Short of all that, -pardon the pun - I am out of ideas. Apart from building Airfix kits, I have no model building experience and my interest is simply running trains to a complex timetable. I can, however, dismantle locos and just about put them back together although I have never touched the valve gear apart from the bending. So rather limited ability unfortunately. This is all rather disappointing because in the 1980s, all my locos ran straight out of the box with the exception of an Airfix Royal Scot when I had to remove the bogie spring. I have had progressively more problems with locos produced after 2000 or thereabouts,  and this Black 5 really takes the biscuit.Not  good enough.

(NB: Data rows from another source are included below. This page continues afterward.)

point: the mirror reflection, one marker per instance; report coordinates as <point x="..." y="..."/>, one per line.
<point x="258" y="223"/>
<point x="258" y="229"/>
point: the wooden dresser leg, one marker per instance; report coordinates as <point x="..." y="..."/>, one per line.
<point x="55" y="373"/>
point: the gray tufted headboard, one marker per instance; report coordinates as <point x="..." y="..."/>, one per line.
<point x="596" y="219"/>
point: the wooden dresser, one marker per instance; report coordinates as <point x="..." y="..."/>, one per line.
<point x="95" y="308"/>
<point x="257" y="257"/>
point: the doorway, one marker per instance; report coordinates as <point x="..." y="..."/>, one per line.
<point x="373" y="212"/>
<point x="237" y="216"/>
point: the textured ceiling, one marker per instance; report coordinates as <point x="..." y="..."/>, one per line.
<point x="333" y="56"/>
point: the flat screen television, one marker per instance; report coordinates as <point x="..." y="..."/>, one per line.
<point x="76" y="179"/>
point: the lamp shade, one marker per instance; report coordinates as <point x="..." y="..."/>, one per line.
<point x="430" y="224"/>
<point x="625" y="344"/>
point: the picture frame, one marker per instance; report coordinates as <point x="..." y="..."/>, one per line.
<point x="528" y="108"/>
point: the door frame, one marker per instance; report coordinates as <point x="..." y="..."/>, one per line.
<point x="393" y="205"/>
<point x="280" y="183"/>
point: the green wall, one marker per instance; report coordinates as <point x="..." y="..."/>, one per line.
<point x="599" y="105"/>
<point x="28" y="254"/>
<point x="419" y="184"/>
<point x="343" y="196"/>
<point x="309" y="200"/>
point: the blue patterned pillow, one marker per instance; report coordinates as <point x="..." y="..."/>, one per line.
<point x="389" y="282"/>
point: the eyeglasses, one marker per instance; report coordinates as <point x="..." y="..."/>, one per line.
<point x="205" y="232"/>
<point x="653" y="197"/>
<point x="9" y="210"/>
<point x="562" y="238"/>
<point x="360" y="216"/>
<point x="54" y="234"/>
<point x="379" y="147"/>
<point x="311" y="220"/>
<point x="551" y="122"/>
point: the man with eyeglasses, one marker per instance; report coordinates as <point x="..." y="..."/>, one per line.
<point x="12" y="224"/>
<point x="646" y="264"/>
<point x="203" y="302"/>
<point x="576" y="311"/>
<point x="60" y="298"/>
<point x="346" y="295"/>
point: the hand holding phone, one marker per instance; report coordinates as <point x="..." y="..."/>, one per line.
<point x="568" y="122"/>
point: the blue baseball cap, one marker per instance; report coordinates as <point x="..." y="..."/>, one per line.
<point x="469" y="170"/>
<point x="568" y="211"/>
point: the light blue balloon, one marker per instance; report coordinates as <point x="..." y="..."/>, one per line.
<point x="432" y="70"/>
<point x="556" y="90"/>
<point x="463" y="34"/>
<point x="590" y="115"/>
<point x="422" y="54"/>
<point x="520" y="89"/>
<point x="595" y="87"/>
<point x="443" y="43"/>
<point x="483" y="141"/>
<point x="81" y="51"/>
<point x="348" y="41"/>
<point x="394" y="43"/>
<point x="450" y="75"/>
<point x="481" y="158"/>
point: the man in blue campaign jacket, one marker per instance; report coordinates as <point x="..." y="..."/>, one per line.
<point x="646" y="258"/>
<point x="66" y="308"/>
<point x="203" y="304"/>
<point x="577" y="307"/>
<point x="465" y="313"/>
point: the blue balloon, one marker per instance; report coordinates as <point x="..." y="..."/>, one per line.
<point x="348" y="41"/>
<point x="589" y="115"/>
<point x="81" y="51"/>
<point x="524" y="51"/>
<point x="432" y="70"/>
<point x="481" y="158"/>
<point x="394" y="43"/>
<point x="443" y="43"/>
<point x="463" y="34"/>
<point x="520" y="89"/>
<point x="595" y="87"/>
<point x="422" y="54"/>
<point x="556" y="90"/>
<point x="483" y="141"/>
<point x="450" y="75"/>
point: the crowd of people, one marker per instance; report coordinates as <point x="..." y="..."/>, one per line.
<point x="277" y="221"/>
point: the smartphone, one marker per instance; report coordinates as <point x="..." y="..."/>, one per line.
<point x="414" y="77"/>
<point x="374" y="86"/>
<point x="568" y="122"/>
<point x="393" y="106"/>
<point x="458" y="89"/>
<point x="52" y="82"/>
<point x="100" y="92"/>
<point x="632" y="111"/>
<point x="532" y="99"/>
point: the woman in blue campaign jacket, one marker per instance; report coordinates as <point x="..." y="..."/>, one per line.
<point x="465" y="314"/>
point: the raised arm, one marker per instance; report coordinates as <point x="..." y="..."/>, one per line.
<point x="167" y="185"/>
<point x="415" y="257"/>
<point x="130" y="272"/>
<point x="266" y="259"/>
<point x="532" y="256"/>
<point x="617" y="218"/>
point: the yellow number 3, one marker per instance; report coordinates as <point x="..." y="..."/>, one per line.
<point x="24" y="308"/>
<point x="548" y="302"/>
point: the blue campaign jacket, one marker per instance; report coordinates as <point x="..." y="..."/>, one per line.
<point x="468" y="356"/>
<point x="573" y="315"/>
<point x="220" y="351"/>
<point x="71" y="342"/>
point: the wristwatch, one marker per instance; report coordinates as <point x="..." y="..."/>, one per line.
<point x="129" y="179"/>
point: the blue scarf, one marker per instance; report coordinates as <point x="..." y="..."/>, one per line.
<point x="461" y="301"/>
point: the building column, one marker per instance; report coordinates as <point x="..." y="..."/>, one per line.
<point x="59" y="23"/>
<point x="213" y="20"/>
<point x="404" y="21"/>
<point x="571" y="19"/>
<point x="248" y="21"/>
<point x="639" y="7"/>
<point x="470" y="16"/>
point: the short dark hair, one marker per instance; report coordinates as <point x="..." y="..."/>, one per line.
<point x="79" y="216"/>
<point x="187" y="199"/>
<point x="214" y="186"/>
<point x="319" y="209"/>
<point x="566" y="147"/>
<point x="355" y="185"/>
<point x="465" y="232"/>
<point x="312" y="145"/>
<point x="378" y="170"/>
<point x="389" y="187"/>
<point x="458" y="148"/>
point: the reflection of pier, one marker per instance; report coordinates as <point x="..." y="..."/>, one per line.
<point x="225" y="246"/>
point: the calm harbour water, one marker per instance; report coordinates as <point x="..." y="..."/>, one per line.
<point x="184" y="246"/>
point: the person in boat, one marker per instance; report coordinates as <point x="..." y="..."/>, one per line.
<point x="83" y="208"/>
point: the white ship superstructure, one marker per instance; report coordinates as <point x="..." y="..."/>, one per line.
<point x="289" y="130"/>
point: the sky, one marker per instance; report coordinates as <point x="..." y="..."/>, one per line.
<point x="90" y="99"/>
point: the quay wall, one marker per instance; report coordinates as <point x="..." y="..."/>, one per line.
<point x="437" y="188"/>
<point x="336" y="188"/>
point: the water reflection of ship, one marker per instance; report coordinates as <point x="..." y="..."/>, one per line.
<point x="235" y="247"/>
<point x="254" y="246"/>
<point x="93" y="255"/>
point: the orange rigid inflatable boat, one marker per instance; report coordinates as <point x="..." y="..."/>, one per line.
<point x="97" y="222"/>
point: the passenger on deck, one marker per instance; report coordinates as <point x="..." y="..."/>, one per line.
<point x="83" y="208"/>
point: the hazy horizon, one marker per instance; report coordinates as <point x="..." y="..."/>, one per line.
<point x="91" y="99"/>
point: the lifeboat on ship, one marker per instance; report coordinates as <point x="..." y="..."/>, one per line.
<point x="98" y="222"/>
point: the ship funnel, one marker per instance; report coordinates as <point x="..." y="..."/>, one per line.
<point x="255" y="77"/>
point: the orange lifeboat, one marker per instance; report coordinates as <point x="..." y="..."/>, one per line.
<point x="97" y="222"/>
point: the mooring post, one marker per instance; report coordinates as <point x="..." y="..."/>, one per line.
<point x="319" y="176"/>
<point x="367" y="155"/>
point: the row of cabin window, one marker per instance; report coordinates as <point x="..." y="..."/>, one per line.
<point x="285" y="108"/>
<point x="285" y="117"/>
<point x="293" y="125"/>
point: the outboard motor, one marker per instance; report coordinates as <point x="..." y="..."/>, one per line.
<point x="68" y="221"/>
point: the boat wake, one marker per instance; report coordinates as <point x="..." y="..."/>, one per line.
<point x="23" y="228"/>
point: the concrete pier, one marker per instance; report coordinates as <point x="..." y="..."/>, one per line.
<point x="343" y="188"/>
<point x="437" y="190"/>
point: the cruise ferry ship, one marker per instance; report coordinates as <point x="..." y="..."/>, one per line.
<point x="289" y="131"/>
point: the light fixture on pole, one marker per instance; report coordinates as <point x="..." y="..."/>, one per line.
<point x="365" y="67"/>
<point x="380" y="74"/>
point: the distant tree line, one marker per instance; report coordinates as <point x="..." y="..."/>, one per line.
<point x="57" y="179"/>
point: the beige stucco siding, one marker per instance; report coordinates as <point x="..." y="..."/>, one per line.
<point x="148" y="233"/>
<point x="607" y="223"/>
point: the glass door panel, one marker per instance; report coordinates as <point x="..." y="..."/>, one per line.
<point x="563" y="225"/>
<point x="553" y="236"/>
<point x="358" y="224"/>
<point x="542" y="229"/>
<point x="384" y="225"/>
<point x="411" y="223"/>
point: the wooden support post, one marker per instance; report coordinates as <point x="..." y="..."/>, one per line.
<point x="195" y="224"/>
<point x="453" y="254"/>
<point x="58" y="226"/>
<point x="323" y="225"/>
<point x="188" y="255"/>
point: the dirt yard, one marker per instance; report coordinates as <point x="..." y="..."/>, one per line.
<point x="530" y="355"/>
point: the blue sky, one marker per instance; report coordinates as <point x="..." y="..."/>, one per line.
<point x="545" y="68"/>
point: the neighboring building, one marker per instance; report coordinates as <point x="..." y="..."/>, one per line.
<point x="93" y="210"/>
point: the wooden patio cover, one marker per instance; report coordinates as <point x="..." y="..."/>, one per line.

Anyway, any help you can give me would be fantastic because, as I said, the loco runs otherwise as sweet as a nut and that's before I chip it.

 

One more thing whilst I am here, off topic, is that 2 days ago I was very disappointed to find that my local model shop in Paignton has closed. It suddenly occurred to me I had left with the repairer there, Andrew, my SDJR Jinty No 45 because it had stopped working. I only remembered this yesterday and had not visited the shop for two years because my layout was not in use. The owners retired in March 2024 and there are no contact details.. Obviously, I would like the loco back but have no idea where to start. This is entirely my fault because I should have chased it up before the shop closed and the loco has probably been sold on. Andrew, however, had lung cancer, and I did not want to bother him. But the loco was new (to me) and cost in total £100 including converting to DCC. I know I have about less than a 1% chance of getting it back. If it was disposed of as a non runner, I would be prepared to pay whatever the recipient paid for it. But it looks like hard cheese and could be anywhere.